Ear infections are the most common condition for which antibiotics are prescribed for infants and children.  Do all ear infections need to be treated, and do bacteria cause all ear infections?  The answer to both is no, not all ear infections need to be treated and both viruses and bacteria cause ear infections.  Now the tricky part…how can you tell the difference?  We (pediatricians) know what a normal eardrum looks like, and we know what an abnormal eardrum looks like.  With that being said, it’s a combination of how the eardrum looks and the associated symptoms and complaints of the child.  Older children can verbally express their pain, but in younger preverbal children, rubbing or pulling on the ears, not feeding or sleeping well, crying, fussiness, and/or fever suggest pain.

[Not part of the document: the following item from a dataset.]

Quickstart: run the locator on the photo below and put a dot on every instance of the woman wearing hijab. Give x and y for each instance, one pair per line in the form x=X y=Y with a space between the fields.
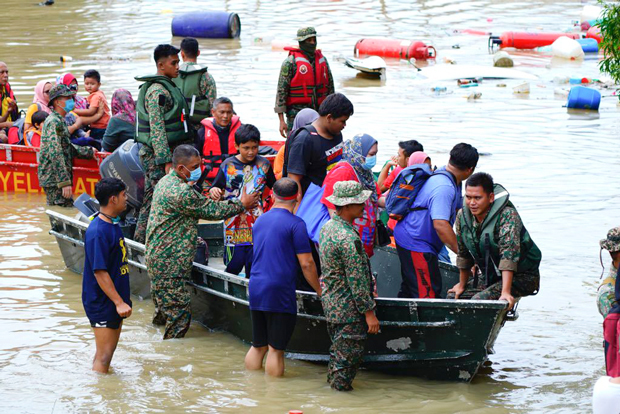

How do the new guidelines differ from the past?  The take-home message is accurate diagnosis.  The new guidelines have a more stringent definition of acute otitis media (how we characterize the ear drum); they address pain management, and offer the option of observation vs. antibiotic treatment.  Age and severity of associated symptoms help guide the decision making for treatment.

In a nutshell, antibiotics should be prescribed for acute ear infections in children 6 months and older with severe signs or symptoms (i.e., moderate or severe ear pain for at least 48 hours or temperature of 102.2°F or higher).  In younger children, 6-23 months of age, the associated severe signs or symptoms are not necessary and antibiotics should be prescribed.  Now the option of observation: in healthy children 6 months and older, without severe signs or symptoms (i.e., mild pain for less than 48 hours and temperature less than 102.2°F), there is the option of antibiotics or observation with close follow-up. This can also be an option for younger children, 6-23 months of age, with a single ear infection and without severe signs or symptoms.  In both cases, antibiotics should be started if the child worsens or fails to improve within 48-72 hours.

The choices of antibiotics, along with the discussion of tubes, are also in the new guidelines.  Both of these topics are better suited for you to discuss with your pediatrician.  Finally, there is a strong reminder of the benefits of vaccination, something every pediatrician, including myself, finds extremely important.

The primary message…these guidelines are recommendations meant to help you and your pediatrician decide the best course of action for your child.